Joan Lorring (born Madeline Ellis; April 17, 1926 – May 30, 2014) was an American actress and singer known for her work in film and theatre. For her role as Bessy Watty in The Corn Is Green (1945), Lorring was nominated for the Academy Award for Best Supporting Actress. Lorring also originated the role of Marie Buckholder in Come Back, Little Sheba on Broadway in 1950, for which she won a Donaldson Award (an early version of the Tony Award).

==Early years==
Lorring was born in Hong Kong. Her family fled Hong Kong in 1941 following the Japanese invasion, traveling by boat to Honolulu, and then landing in San Francisco. Soon after, they moved to Los Angeles and Madeleine (known by her nickname "Dellie") began working as a child actress in radio and film – she was credited as "Dellie Ellis" when she played the title role in the radio program A Date With Judy (1942). She eventually adopted Joan Lorring as her stage name.

==Radio==
Lorring began her career as a child actress on the radio.

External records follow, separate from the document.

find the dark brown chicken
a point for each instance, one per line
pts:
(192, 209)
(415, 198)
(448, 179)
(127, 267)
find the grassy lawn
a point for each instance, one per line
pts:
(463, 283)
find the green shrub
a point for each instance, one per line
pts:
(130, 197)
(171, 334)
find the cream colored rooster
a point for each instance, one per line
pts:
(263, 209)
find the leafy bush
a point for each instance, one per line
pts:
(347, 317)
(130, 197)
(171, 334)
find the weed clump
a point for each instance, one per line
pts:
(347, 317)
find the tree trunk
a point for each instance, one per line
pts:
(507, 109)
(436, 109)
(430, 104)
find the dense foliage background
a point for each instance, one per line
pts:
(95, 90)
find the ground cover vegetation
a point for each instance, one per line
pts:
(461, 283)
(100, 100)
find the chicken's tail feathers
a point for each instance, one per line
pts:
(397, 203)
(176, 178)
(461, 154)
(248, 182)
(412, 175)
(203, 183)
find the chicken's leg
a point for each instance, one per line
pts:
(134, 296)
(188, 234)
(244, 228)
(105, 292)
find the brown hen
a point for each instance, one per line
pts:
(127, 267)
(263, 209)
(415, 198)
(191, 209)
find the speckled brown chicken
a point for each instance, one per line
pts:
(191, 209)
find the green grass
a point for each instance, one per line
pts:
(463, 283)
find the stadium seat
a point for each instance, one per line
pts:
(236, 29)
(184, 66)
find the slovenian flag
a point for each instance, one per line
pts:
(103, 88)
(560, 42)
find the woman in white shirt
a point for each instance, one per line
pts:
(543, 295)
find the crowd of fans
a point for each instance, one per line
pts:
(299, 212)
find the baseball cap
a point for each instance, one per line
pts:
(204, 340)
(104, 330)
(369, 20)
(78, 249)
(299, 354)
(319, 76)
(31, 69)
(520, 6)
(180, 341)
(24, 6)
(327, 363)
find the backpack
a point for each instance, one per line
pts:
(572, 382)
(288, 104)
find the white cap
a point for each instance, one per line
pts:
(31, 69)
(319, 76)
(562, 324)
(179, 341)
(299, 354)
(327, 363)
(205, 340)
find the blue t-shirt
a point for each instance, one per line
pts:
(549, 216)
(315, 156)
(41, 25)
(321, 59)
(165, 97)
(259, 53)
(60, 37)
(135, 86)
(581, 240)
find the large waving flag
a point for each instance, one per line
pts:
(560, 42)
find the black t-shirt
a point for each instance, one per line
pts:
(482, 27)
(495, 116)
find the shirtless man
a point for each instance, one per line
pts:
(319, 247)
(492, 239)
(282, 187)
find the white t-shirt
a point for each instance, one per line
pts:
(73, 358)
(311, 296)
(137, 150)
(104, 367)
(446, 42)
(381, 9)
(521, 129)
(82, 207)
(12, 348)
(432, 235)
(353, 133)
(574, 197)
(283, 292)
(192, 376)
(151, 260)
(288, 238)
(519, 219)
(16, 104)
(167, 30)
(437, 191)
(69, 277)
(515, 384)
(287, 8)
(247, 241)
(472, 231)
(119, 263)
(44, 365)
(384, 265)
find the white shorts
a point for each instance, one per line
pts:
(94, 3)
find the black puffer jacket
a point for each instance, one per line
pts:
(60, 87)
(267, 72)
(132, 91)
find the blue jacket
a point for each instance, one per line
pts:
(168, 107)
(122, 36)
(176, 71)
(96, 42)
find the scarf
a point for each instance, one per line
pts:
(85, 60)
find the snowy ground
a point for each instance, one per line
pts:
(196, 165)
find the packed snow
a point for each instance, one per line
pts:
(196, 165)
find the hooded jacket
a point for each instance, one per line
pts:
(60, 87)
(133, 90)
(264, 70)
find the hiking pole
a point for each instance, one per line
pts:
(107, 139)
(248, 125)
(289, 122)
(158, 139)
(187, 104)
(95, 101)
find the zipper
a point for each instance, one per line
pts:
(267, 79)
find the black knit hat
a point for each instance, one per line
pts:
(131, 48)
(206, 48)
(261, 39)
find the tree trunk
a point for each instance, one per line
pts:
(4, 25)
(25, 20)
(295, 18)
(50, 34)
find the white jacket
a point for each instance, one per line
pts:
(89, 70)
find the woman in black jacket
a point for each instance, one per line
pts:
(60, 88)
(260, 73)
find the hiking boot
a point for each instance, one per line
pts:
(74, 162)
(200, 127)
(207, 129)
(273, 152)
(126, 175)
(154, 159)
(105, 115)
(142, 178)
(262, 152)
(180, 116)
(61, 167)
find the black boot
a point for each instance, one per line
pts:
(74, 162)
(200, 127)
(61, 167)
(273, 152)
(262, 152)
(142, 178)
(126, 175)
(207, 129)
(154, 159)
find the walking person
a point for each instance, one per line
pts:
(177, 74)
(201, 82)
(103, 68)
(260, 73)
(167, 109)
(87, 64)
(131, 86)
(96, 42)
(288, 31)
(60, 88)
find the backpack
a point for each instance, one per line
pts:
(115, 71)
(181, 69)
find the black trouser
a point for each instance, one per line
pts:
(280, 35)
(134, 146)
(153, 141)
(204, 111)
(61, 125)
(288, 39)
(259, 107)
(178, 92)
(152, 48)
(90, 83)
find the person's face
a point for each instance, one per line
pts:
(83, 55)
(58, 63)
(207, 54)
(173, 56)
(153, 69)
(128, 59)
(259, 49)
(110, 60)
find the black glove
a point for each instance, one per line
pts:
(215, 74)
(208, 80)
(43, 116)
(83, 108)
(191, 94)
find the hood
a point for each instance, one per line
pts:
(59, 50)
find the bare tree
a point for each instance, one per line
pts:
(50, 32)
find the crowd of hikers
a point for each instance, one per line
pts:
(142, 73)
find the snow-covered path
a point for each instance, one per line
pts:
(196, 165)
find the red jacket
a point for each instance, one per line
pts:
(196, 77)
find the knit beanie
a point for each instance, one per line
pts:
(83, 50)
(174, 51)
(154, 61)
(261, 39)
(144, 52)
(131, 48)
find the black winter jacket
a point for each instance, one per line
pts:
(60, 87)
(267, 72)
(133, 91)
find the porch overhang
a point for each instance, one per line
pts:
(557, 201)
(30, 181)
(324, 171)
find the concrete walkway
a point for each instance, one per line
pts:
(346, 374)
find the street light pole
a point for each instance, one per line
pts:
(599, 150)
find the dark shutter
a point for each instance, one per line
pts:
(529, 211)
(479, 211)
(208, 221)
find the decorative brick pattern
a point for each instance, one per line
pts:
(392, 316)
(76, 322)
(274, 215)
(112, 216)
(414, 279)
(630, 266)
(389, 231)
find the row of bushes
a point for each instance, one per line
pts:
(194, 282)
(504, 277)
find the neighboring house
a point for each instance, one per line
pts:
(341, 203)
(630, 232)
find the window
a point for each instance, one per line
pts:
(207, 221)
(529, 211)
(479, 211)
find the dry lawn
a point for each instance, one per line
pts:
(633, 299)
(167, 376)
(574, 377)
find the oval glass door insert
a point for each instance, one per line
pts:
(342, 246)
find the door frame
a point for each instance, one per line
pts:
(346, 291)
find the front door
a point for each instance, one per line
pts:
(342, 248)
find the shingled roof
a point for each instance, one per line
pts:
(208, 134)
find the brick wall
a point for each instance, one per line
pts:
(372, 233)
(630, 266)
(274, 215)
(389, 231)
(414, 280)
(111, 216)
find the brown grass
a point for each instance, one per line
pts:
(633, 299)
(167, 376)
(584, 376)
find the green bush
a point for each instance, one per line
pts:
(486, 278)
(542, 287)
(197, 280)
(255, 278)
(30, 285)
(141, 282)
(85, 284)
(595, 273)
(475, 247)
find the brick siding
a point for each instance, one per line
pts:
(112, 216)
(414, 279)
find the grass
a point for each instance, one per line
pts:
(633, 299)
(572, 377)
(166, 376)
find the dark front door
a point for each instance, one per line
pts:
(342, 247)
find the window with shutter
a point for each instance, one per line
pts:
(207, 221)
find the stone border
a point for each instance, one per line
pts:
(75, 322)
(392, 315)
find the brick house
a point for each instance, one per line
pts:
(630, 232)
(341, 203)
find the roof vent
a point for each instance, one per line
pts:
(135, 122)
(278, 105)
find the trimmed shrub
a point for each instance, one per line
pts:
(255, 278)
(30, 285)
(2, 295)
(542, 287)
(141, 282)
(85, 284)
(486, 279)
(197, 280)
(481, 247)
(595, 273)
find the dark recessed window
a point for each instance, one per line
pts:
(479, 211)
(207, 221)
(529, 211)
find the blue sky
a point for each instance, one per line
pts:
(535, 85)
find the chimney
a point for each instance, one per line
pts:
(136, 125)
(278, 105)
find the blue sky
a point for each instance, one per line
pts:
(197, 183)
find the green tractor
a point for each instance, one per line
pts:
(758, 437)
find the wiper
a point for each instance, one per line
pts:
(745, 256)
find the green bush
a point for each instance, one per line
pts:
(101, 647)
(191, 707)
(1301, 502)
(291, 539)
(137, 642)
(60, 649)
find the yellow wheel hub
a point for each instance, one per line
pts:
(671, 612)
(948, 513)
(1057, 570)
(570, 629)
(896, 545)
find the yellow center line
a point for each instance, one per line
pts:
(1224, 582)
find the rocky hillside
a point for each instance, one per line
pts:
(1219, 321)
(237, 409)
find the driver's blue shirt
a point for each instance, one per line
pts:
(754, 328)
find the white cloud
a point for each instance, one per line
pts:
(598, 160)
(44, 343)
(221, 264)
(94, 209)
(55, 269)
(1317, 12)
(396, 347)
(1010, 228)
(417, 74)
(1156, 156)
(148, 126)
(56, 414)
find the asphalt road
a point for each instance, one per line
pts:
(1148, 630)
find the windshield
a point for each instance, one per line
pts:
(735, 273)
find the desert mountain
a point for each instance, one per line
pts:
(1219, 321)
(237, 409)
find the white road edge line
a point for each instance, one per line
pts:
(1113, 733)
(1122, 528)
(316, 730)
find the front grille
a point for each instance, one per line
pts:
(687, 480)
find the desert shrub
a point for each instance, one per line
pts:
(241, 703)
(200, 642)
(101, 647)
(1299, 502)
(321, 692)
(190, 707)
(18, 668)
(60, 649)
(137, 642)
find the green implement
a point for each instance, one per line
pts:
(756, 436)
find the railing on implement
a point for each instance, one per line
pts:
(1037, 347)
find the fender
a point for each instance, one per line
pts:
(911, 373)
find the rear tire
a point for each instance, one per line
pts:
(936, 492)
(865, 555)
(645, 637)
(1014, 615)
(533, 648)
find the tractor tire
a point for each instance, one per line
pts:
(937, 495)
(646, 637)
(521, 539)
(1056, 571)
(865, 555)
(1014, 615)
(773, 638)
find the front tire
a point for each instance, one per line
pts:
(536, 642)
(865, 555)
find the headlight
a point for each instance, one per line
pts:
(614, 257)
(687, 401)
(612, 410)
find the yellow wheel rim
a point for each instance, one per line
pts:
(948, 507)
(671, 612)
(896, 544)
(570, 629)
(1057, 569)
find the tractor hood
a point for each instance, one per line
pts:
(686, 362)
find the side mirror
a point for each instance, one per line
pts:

Her performances include Alma Horrell in the Suspense episode "The Great Horrell", aired on August 22, 1946, and "The Farmer Takes a Wife".

==Theatre==
Lorring made her Broadway debut in 1950, originating the role of Marie Buckholder opposite Shirley Booth in Come Back Little Sheba. Terry Moore later played Marie in the 1952 film version. For this role, Lorring won a Donaldson Award for Most Outstanding Female Debut in the 1949–1950 Broadway season. This success led to her performing in the 1951 Broadway production of the Lillian Hellman play The Autumn Garden. In 1954, she performed in the play Dead Pidgeons, and her last Broadway appearance was in 1957, originating the role of The Young Woman, opposite Kim Stanley as The Woman, in A Clearing in the Woods by Arthur Laurents.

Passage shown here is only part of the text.